# 99 a6 avant 2.8l, great car but what are common issues?



## Mr. VWswagg Sir (Aug 30, 2010)

Just got an 99 a6 avant, 2.8l has 108k miles

So far love it, my girl loves it, it rides smooth, etc.

Today my check engine light just came on.. 

Want to know what are the common issue the 99-2002 A6 2.8l has?

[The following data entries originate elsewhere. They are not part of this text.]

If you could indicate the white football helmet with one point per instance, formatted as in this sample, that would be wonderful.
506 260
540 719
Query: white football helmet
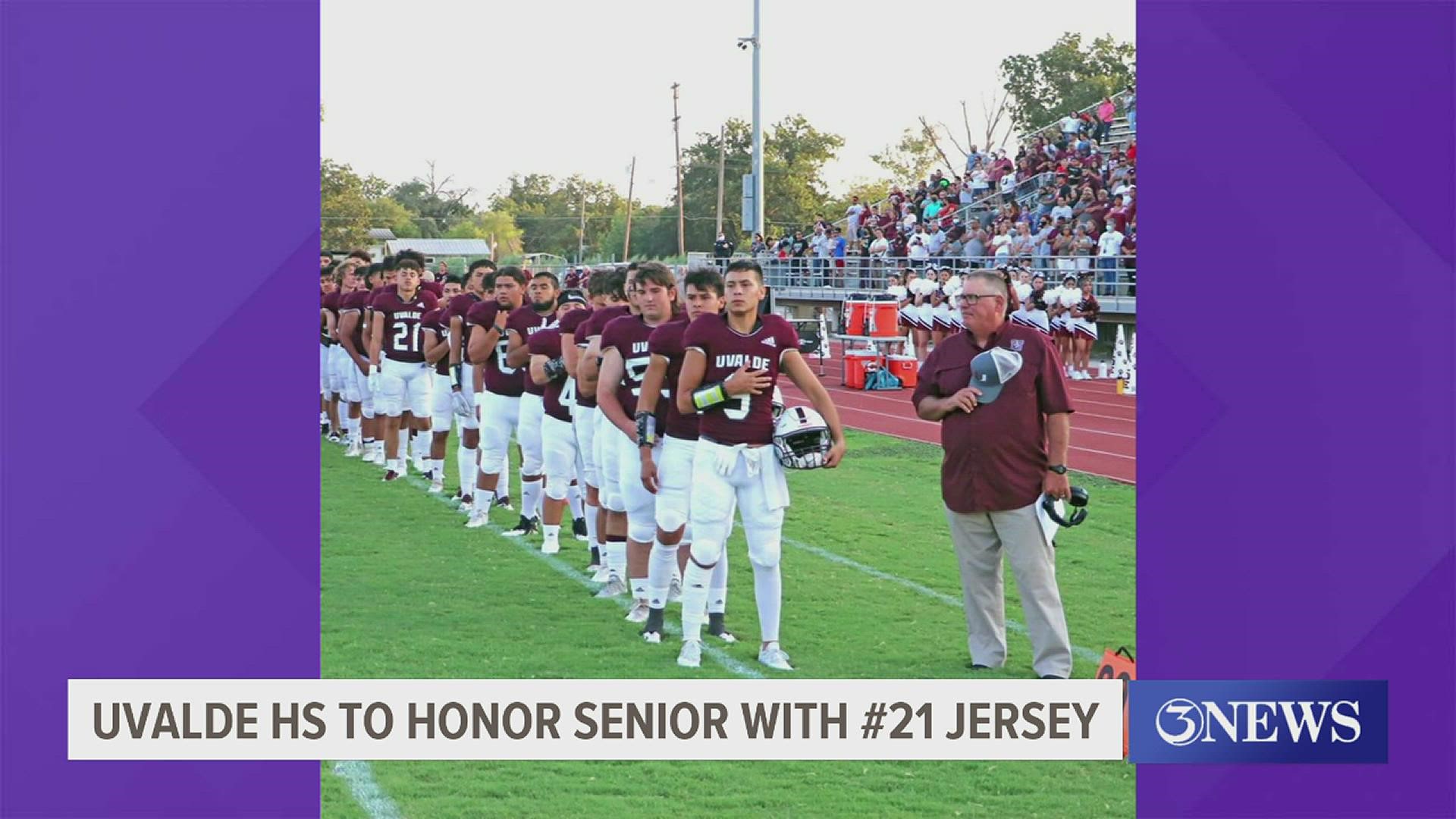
801 438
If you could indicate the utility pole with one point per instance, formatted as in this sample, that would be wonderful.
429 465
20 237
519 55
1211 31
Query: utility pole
758 129
582 235
626 241
677 148
721 149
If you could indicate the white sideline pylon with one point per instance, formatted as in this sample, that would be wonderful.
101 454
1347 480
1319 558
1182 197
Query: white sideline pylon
1120 360
1131 369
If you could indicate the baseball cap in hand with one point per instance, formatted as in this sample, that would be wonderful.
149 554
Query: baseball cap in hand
992 369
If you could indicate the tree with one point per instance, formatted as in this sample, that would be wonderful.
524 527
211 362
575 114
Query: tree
491 226
549 213
794 158
435 203
1066 77
910 159
346 212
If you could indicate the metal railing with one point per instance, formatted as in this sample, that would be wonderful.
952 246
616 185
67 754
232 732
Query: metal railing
1056 126
1114 276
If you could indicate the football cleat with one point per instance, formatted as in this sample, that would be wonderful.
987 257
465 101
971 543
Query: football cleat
801 438
692 654
615 588
775 657
523 526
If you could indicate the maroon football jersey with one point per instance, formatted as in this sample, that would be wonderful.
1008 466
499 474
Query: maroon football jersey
498 378
548 343
402 319
525 322
746 419
667 341
460 306
629 337
431 324
331 303
576 324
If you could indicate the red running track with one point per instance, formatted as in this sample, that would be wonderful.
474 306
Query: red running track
1104 428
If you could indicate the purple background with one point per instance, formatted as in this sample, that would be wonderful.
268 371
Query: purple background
159 457
161 490
1294 428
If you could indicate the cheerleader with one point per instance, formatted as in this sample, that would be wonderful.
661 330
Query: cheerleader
1034 308
1060 305
1084 330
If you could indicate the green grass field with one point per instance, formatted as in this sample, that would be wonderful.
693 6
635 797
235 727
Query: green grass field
870 591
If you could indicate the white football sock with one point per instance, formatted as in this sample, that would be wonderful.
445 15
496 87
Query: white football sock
465 464
617 554
592 529
767 592
530 497
718 586
574 502
660 567
695 599
503 484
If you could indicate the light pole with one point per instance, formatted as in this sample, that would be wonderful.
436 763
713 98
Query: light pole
758 126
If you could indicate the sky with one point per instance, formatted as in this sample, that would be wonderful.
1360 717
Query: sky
582 86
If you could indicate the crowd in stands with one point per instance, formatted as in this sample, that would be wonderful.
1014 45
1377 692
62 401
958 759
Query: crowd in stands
1062 203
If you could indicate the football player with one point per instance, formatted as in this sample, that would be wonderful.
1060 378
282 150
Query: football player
328 378
441 404
520 325
500 404
560 457
612 526
351 335
601 289
350 280
730 369
623 363
398 362
670 475
479 283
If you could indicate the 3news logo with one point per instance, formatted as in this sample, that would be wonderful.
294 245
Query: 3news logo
1231 722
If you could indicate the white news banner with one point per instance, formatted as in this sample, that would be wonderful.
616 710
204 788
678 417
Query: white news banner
595 719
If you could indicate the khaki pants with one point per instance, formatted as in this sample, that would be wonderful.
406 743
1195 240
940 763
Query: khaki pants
979 542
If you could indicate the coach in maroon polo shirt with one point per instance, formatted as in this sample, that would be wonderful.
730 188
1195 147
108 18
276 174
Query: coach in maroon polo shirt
999 460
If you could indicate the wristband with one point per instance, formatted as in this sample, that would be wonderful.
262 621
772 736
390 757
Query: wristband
710 397
647 428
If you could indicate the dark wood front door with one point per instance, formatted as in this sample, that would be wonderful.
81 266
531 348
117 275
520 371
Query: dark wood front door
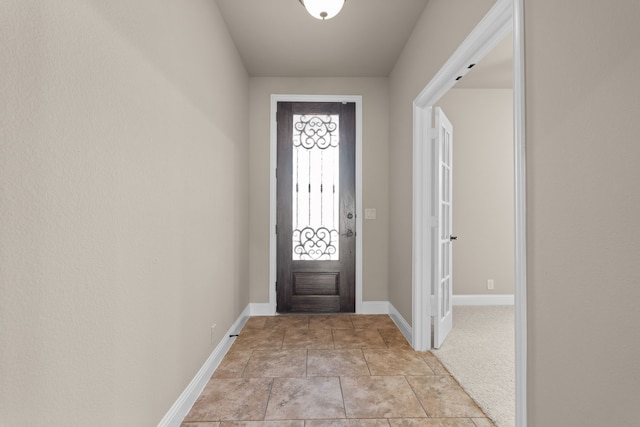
316 218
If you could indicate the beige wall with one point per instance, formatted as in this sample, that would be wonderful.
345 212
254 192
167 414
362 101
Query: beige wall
583 152
482 188
440 30
375 98
123 206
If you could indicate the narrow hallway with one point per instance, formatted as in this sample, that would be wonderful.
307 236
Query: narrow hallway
330 370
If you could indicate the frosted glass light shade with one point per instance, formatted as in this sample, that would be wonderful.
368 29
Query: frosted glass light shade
323 9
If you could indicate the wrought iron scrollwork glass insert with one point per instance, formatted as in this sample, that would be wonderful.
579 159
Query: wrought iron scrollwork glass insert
316 189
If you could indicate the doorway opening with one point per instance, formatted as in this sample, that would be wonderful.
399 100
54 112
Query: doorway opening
505 17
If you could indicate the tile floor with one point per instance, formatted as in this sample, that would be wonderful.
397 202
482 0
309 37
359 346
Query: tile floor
336 370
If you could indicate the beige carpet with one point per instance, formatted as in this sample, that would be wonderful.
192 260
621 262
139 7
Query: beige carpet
480 354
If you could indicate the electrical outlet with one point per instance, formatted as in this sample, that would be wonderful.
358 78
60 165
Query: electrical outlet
213 328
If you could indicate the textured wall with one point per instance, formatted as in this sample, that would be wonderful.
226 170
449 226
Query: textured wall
582 61
482 189
440 30
375 98
123 205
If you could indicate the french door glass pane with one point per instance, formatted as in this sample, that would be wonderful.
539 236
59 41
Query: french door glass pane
316 189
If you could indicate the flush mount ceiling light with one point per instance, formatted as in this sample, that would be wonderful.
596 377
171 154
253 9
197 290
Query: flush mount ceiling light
323 9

What should I be aware of at my mileage point of time?


----------



## Snowhere (Jul 27, 2007)

The 2.8 is a good, but somewhat boring engine. Not much can be done to it, but they are pretty sound engines. With 108K on the clock, the timing belt should of been done but if it has not, do it immediately! It should be changed about every 70K or every 5 to 7 years. They are interference engines, so if a timing belt breaks, your heads are toast and for most people, that means a new engine. We bought ours with 89K on it and I immediately did the timing belt and water pump drill.

Change the waterpump every time you change the timing belt too.

Check your tierod ends and control joints for play as they are wear items. I just replaced one tierod end at 136K because it was loose, but my control arms were still tight. 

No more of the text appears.